I recently sold a story called "The Fourth Wish" to a paranormal romance anthology being published by Cliffhanger Books. I don't know much about paranormal romance. In fact, as much as the editors liked my story, my ignorance of the genre caused some problems, and they've asked me to change a few story elements to better fit what readers expect from such stories.

I have no problem making those kinds of changes. Why? Because even though the money I make from occasional short story sales is negligible, I pride myself on a professional attitude. My personal opinion of what "professional attitude" for writing means can be summed up in this pair of phrases: 

Amateurs write for themselves. Professionals write for the people who pay them.

If you're serious about having your work published by others, sold by others, and marketed by others, then I think you need to be serious about letting others have some say over what you write. I'm friends with a couple of people whose primary source of income is freelance writing. Do you know what those people write for a living? Whatever their paying audience tells them to, that's what.

Oh, they can reject assignments that go against their ethics or religion or something. They're freelance writers, not minions of some evil overlord. But if these people were asked to write 2,500 words about litter on the Atlantic City boardwalk in exchange for their going rate, they'd do it, even if they aren't all that personally interested in boardwalk litter. And if the editor read a draft and said "This is great, but can you focus more on the north end of the boardwalk?", they'd rewrite the article. They wouldn't go off on some bombastic tirade about artistic integrity.

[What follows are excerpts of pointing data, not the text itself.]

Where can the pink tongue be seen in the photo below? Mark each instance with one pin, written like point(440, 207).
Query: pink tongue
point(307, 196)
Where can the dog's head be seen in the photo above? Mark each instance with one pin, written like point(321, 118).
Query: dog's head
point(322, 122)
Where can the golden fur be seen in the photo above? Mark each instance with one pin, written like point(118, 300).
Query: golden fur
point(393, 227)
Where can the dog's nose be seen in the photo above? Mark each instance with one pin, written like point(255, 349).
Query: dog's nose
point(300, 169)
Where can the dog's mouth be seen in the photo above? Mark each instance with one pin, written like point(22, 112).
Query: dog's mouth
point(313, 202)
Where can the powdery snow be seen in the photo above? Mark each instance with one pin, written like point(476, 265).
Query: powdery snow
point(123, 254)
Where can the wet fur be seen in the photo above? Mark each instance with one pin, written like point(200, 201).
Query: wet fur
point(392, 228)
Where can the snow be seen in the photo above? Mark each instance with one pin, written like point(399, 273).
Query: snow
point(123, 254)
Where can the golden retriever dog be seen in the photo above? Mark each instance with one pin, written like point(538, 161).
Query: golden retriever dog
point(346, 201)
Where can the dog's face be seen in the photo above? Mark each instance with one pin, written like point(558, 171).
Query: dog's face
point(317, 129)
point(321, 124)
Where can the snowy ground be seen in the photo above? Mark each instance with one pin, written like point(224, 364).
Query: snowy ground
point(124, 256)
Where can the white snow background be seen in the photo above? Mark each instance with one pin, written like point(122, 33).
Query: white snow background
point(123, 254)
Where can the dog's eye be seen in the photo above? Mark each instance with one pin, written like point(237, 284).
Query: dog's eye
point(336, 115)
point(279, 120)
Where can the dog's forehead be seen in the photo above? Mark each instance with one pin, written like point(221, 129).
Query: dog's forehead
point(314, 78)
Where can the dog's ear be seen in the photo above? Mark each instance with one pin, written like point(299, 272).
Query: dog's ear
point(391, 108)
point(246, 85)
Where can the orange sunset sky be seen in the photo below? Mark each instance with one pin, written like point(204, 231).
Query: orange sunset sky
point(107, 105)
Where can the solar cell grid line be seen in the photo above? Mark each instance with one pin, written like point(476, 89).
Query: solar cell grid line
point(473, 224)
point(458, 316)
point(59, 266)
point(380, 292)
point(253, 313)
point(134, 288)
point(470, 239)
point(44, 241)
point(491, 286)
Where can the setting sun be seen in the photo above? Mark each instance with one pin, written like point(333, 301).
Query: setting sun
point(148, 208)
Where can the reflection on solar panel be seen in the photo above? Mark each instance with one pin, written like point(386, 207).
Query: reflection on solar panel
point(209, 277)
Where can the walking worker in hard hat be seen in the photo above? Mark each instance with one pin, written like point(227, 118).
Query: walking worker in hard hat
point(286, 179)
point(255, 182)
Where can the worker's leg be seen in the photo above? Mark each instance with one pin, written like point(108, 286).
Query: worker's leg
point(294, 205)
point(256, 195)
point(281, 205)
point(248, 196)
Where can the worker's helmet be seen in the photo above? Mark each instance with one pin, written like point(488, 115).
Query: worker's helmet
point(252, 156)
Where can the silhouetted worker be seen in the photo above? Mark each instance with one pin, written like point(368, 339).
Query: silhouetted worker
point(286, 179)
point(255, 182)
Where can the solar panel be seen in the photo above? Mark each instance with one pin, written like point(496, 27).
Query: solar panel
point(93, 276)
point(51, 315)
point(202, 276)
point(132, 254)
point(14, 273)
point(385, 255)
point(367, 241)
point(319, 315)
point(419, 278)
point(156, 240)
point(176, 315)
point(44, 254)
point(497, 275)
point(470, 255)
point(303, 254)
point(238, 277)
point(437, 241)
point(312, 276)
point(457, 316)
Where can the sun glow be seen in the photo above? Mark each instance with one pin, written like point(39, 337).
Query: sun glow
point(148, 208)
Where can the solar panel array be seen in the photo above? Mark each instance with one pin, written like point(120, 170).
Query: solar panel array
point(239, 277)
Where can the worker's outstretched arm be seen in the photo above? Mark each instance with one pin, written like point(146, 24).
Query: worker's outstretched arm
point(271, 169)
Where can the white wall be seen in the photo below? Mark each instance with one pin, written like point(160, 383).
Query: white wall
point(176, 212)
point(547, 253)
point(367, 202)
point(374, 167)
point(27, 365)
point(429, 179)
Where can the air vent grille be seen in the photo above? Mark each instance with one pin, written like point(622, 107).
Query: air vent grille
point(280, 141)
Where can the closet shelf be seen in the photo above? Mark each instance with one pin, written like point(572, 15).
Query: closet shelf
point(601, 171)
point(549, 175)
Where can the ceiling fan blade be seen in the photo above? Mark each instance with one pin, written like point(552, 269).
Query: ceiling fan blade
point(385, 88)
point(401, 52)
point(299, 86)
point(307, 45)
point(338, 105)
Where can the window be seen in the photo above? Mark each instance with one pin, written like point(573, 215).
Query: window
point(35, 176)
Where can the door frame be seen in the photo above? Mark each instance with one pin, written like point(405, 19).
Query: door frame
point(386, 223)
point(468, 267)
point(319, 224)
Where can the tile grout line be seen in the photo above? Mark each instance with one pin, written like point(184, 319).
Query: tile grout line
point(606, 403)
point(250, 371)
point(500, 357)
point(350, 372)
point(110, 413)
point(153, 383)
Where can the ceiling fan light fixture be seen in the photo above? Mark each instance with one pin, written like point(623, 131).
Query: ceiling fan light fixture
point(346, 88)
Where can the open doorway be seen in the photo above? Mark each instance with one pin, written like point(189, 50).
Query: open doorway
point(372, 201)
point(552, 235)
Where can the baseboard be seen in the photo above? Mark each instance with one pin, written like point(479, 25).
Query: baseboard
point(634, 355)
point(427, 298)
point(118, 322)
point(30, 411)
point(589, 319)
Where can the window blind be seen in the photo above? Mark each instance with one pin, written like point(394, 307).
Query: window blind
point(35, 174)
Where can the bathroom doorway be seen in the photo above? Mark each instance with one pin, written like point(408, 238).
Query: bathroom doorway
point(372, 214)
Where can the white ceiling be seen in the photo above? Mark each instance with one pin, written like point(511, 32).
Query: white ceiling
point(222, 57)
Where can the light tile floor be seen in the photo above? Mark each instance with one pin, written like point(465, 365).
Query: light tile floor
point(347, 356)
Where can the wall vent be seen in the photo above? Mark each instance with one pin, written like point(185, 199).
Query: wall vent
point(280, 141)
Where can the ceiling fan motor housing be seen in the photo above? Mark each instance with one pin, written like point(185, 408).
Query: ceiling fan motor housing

Now some people say writing fiction is like any other artist creating any other art: the artists have to follow their muses, the crowd be damned. That's fine, if you honestly don't care whether anyone ever sees your work. Me, I'd like people to read my stories. Otherwise I'd never send them to magazines. I'd just hide my stories under my bed and go around calling myself a writer, and I'd cough in embarrassment any time someone asked where they could read anything I'd written.

Because I want others to read my stories, I will accept help from people who know my intended audience better than I do. Kevin from Cliffhanger told me even though it was perfectly in character for my sarcastic genie to use the word "retard," Cliffhanger's audience wouldn't like it. So, I changed the wording. Karen from Cliffhanger told me my story worked fine as it was, but her readers would want the female in the romance to appear sooner. So, I started revisions that introduced her in the first sentence.

"The Fourth Wish" is part of a series of connected stories that I intend to sell as a novel when it's ready, and I might reverse a couple of Kevin's and Karen's suggested changes when that time comes. But for Cliffhanger Books, I'm trusting my editors and following their guidance because they know my audience better than I do, and because I want that audience to read my story and like it.